Guarding Digital Privacy: Exploring User Profiling and Security Enhancements
Rishika Kohli, Shaifu Gupta, Manoj Singh Gaur
TL;DR
The paper tackles the dual challenge of enabling personalized services through user profiling while safeguarding privacy. It surveys profiling methods, data flows, and the roles of data brokers, then empirically tests PII leakage in Android apps from India and presents an enhanced ML framework that uses decision trees and neural networks with LIME explanations, achieving a peak accuracy of $75.01\%$ with a training time of $3.62$ seconds for neural networks. Its contributions include a detailed taxonomy of profiling processes, a data-broker analysis (Acxiom and Oracle), and a case-study-derived ML approach for PII detection in network traffic, underscored by an explainable-AI evaluation. The work demonstrates tangible privacy risks in real-world app traffic and offers concrete, interpretable methods and future directions for privacy-preserving profiling and stronger digital-security measures. Overall, the paper advances understanding of profiling pipelines, exposes practical vulnerabilities, and proposes an actionable framework for detecting and explaining sensitive data exposure in mobile ecosystems.
Abstract
User profiling, the practice of collecting user information for personalized recommendations, has become widespread, driving progress in technology. However, this growth poses a threat to user privacy, as devices often collect sensitive data without their owners' awareness. This article aims to consolidate knowledge on user profiling, exploring various approaches and associated challenges. Through the lens of two companies sharing user data and an analysis of 18 popular Android applications in India across various categories, including $\textit{Social, Education, Entertainment, Travel, Shopping and Others}$, the article unveils privacy vulnerabilities.
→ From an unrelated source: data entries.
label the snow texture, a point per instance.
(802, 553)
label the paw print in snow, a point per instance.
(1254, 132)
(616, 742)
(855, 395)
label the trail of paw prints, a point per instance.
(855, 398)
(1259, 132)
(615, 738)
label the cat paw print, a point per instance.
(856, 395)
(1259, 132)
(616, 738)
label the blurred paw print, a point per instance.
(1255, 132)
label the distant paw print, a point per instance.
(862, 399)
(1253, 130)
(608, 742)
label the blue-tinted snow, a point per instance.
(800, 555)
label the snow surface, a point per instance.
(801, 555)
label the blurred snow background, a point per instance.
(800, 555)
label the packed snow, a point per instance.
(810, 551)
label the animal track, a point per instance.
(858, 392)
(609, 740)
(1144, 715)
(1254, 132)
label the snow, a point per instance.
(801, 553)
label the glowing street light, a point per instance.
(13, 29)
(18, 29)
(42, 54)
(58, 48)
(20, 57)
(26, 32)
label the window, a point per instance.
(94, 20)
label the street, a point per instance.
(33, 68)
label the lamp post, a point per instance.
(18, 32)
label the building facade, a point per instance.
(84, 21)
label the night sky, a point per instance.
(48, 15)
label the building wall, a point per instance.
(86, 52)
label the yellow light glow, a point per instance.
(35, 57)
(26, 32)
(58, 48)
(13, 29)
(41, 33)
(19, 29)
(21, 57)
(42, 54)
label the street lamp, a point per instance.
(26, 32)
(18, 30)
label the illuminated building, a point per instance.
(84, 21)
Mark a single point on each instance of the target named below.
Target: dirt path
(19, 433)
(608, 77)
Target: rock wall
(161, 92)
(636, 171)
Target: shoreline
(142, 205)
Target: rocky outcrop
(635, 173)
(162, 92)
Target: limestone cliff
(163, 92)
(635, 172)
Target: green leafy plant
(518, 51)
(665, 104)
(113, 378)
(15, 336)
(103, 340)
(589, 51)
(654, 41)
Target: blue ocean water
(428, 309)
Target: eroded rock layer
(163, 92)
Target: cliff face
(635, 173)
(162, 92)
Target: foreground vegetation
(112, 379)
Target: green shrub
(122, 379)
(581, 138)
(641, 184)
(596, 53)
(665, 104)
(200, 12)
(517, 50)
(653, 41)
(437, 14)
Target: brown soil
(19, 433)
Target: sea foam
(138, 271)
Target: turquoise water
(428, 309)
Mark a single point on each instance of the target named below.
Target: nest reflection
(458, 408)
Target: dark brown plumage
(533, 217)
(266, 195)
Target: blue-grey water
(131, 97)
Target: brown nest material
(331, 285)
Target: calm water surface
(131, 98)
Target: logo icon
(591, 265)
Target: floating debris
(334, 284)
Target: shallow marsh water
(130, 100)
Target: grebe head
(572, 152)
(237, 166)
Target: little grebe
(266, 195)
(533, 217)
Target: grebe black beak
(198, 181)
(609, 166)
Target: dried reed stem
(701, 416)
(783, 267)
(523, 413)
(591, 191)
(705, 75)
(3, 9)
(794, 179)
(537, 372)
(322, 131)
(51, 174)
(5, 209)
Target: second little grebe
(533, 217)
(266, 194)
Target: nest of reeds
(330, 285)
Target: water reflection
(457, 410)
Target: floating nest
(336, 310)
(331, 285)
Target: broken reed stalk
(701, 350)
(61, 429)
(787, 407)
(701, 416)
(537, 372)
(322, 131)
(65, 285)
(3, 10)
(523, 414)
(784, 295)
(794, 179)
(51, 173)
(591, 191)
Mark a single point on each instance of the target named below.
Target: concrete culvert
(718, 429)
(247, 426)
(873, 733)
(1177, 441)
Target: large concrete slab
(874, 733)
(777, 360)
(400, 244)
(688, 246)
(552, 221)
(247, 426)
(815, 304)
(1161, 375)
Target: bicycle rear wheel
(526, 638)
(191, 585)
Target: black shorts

Further, the article propose an enhanced machine learning framework, employing decision trees and neural networks, that improves state-of-the-art classifiers in detecting personal information exposure. Leveraging the XAI (explainable artificial intelligence) algorithm LIME (Local Interpretable Model-agnostic Explanations), it enhances interpretability, crucial for reliably identifying sensitive data. Results demonstrate a noteworthy performance boost, achieving a $75.01\%$ accuracy with a reduced training time of $3.62$ seconds for neural networks. Concluding, the paper suggests research directions to strengthen digital security measures.